Miller prides himself on making such calls ahead of other investors. “The amount of information I need to come to a conclusion tends to be a lot less,’’ he says. His long-term bet on the consolidating airline industry (he owns Delta, United Continental and American) recently got a boost when Buffett disclosed an $8 billion-plus investment in airline stocks after criticising these carriers as dead money for years. (At Berkshire Hathaway’s 2013 shareholder meeting, Miller quizzed Buffett on why he wasn’t in airlines.) Miller concedes he bought Valeant Pharmaceuticals “way too soon”, building up a position in the 30s; it’s now around $17. He still likes the concept—rolling up specialty pharma products without spending much on R&D—but worries about Valeant’s debt.

Still, Miller makes no apologies for bold bets. “What I’m trying to do with the Opportunity fund is look for things that can go up many times. I am not trying to make 20 percent.” He argues that investors shell-shocked by the financial crisis are still “risk and volatility phobic” and have created a “safety bubble”.
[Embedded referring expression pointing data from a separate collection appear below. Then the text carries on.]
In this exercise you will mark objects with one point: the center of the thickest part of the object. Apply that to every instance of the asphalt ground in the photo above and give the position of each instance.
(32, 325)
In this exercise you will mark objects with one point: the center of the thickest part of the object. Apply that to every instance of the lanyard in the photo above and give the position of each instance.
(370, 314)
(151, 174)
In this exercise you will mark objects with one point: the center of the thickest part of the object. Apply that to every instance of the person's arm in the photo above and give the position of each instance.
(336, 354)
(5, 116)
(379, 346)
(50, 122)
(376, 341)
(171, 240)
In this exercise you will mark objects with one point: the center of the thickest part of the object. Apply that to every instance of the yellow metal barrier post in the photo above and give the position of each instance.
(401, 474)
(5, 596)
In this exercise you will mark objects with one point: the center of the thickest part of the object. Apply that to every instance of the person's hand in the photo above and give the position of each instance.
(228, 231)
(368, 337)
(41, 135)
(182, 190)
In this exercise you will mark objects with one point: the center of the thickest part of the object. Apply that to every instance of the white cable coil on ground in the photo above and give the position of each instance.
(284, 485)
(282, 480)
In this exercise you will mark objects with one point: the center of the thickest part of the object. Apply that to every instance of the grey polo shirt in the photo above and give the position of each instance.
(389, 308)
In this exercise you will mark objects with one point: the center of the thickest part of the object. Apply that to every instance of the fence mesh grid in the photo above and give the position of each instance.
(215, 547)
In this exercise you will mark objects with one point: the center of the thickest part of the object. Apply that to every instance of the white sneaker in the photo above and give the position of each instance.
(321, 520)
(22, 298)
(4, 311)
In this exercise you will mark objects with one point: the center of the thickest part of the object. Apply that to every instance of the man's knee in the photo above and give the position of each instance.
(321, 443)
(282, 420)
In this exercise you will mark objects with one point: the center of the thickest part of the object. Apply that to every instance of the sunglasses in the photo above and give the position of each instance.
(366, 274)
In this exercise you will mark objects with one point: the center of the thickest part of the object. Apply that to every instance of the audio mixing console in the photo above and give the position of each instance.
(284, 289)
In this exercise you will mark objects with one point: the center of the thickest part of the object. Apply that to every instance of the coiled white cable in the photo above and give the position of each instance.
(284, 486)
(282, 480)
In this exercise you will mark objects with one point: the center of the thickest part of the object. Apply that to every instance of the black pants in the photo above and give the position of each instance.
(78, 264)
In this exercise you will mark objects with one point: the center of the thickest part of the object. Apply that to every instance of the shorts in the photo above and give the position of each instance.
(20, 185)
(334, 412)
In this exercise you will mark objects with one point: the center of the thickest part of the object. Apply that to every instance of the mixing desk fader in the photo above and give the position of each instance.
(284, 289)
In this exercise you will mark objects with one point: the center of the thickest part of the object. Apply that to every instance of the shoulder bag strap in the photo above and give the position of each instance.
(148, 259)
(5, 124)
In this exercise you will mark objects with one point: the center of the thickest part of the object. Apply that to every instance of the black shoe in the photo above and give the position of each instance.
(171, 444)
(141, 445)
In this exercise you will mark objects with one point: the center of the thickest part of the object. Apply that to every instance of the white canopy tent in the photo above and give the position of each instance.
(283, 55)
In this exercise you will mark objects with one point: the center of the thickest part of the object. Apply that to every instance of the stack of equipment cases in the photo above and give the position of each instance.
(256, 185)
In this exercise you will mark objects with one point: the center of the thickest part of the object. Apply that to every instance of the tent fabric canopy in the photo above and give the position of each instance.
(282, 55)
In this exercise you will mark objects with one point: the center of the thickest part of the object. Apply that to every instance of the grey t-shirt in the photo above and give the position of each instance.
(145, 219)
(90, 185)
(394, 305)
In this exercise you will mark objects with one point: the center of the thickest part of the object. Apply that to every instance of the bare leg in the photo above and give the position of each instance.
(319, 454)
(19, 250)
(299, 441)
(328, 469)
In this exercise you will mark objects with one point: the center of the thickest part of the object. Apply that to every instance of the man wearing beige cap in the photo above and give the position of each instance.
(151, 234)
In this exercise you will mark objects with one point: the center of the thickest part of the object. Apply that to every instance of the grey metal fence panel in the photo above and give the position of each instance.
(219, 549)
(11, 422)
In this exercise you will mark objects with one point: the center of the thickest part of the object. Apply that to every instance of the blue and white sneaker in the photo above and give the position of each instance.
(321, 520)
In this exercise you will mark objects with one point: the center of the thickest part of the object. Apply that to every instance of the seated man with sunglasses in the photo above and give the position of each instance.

Miller’s passion beyond funds? Rare books. Here, too, he mixes intellectualism and bargain hunting—his collection, built over two decades, costs what one masterpiece painting might, he says. He owns Shakespeare’s first folio and first editions of everything from Herman Melville’s Moby-Dick to Adam Smith’s The Wealth of Nations. A few years ago, Miller shelled out more than $1 million for Bob Dylan’s lyrics to his 1960s classic ‘Blowin’ in the Wind’, handwritten on stationery from the Taft Hotel. Last October, Dylan became the first songwriter to win the Nobel Prize in Literature. Once again, Miller was ahead of the trend.